HAST + ZFS causes system to shutdown uncleanly?

Fri Mar 18 21:11:20 UTC 2011

On Fri, Mar 18, 2011 at 1:59 PM, Mikolaj Golub <to.my.trociny at gmail.com> wrote:
> On Thu, 17 Mar 2011 13:42:09 -0700 Freddie Cash wrote:
>  FC> On Thu, Mar 17, 2011 at 1:36 PM, Freddie Cash <fjwcash at gmail.com> wrote:
>  >> On Thu, Mar 17, 2011 at 12:32 PM, Thomas Johnson <tom at claimlynx.com> wrote:
>  >>> Has anyone else noticed issues halting a system that is configured with a
>  >>> ZFS filesystem on a HAST device? I am using HAST to replicate a ZFS
>  >>> filesystem between two ESXi virtual machines (trying to emulate our
>  >>> production systems in a test environment) and I've noticed that the system
>  >>> doesn't seem to shutdown completely in this arrangement (hangs after ""
>  >>> message). I did some poking around and learned that if I unmount my zfs
>  >>> filesystems before shutdown, the shutdown finishes cleanly. Muddling my way
>  >>> through the rc scripts, it looks like hastd is killed fairly early on in the
>  >>> shutdown sequence. Presumably this is preventing the system from
>  >>> syncing/unmounting the ZFS mounts, causing the shutdown to hang.
>  >>>
>  >>> Does this seem plausible? If so, any ideas on fix, besides making sure I
>  >>> 'zfs unmount -a' before shutdown?
>  >>
>  >> Does it work if you manually add "hastd" to the REQUIRE: line in /etc/rc.d/zfs?
>  >>
>  >> Of course, that only works if you are starting zfs automatically via
>  >> /etc/rc.conf, and not letting CARP/devd or something else manage the
>  >> pool import process.
>
>  FC> Thinking about it, perhaps we need a hook into the top of the
>  FC> hastd_stop_precmd() function in /etc/rc.d/hastd?
>
>  FC> Something like "hastd_stop_args" in /etc/rc.conf where we can put
>  FC> commands to be run before hastd is stopped?
>
>  FC> Then it would be as simple as putting hastd_stop_args="zfs unmount -a"
>  FC> into /etc/rc.conf.
>
>  FC> Or something along those lines, so that we stop any consumers of the
>  FC> /dev/hast/* devices before we stop the hast daemon.
>
> IMHO, it is not HAST job to bother with such things. We always have something
> (heartbeat, carp, hastmon) to manage HAST (change role, mount fs, start
> applications). This something has it own rc scripts, on startup it sets roles
> and mounts fs (if needed) and on shutdown it should do all necessary cleanup.

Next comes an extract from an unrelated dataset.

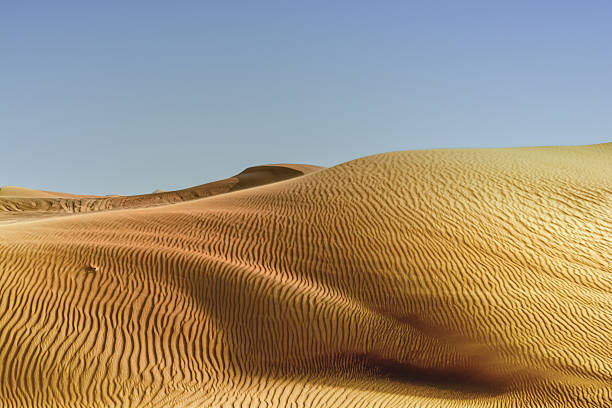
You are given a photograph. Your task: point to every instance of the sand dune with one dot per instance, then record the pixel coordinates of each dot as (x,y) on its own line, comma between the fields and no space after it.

Unless I'm missing something here, this has nothing to do with
shutting off the master node in a HAST setup, where the ZFS pool is
mounted, when the slave node is already offline.

As far as CARP, devd, heartbeat, etc are concerned, everything is up
and running correctly.  No need to unmount the pool, as it's not
switching to slave mode.

Or, are you suggesting that part of the "shutdown procedure" would be
to switch it to slave first, then shutdown?

-- 
Freddie Cash
fjwcash at gmail.com